Nombreux sont les portraits flatteurs de la France, de ses institutions, mais aussi de la vie quotidienne des Français et de leurs mérites. Si vous lisiez ? de Levi présente un adolescent qui est allé à l’école primaire à la campagne et qui aspire à entrer à Saint-Cyr. C’est l’occasion pour introduire le système scolaire français, quelques rudiments sur l’organisation politique, la vie mondaine (les cafés, les brasseries, les jeux, la presse…) et une longue exposition sous forme de composition écrite par le protagoniste sur les « Qualités et défauts de la nation française. » On peut reconnaître dans ce travail bien des stéréotypes qui ont cours sur le « génie » français dont quelques-uns ont l’air d’avoir été choisis pour fournir un modèle aux jeunes lecteurs (l’héroïsme, l’esprit d’initiative, les dons oratoires) ou pour leur adaptabilité au « génie » italien : les Français sont peints comme un peuple d’artistes, par exemple.

Ce passage du manuel de De Meo est encore plus explicite :

L’Italie, après son unité, a bien progressé […]; mais pour qu’elle puisse marcher de pair avec les nations les plus civilisées […], il faut que vous, mes jeunes amis, […] fassiez disparaître l’antagonisme qu’il y a entre les différentes régions de notre patrie, en vous considérant tous comme des Italiens d’un bout à l’autre de la Péninsule, en imitant en cela les Français qui forment une même famille, un seul corps.

De Meo souligne aussi le caractère actif et laborieux (« la prodigiosa e costante attività») des travailleurs étrangers – sans pourtant en préciser la nationalité : « Pensavo all’Italia ; […] paragonavo i suoi abitanti a quegli attivioperai […] e mi dolevo di non poter dire : i miei concittadini in Italia sono tutti così ! ». Et Darchini d’ajouter : « Une nation, pour être grande et influente dans le monde, et l’histoire de la France, au besoin en fournirait la preuve, doit non seulement cultiver les arts utiles, mais aussi les beaux-arts… ».

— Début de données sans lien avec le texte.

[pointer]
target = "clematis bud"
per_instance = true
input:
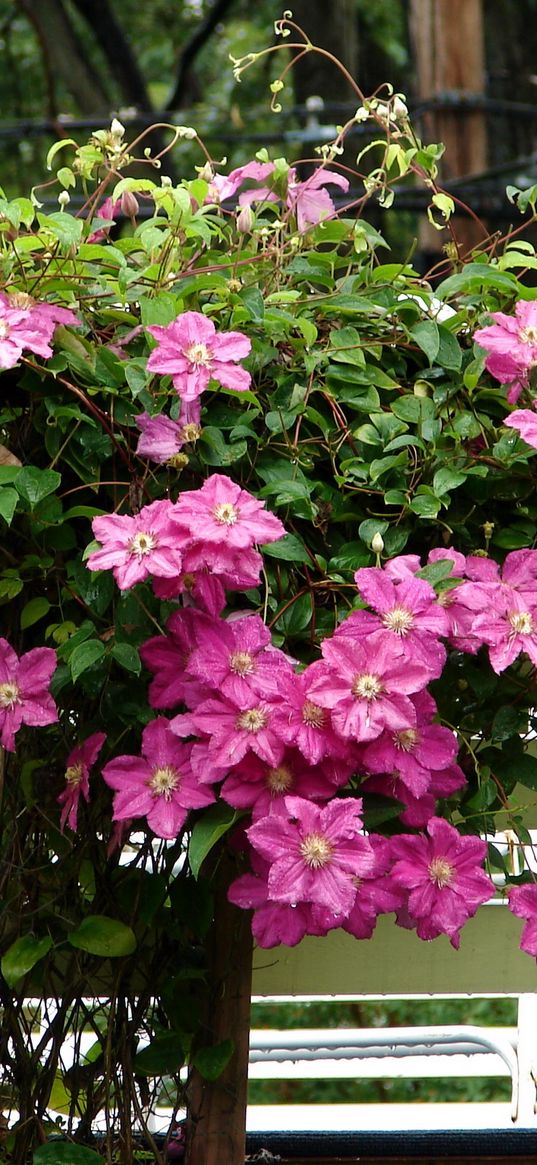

L’amour de la patrie éprouvé par les Français est également à imiter. Je cite au hasard, parmi des centaines d’exemples, une page de Chateaubriand figu­rant dans plusieurs manuels et une page célèbre de Daudet – Récit d’un petit Alsacien dans les Contes du lundi – qui raconte la dernière classe d’un maître français éloigné de son poste et présente une leçon exemplaire de patriotisme. Le patriotisme français s’exprime également dans les nombreux chants qu’on se complaît à évoquer longuement : la Marseillaise bien sûr, mais aussi le Chant du départ, le Ça ira, la Carmagnole, la Parisienne, les Trois couleurs… Patriotisme et nationalisme français, dans la page célèbre de Renan, « Qu’est-ce qu’une nation ? ».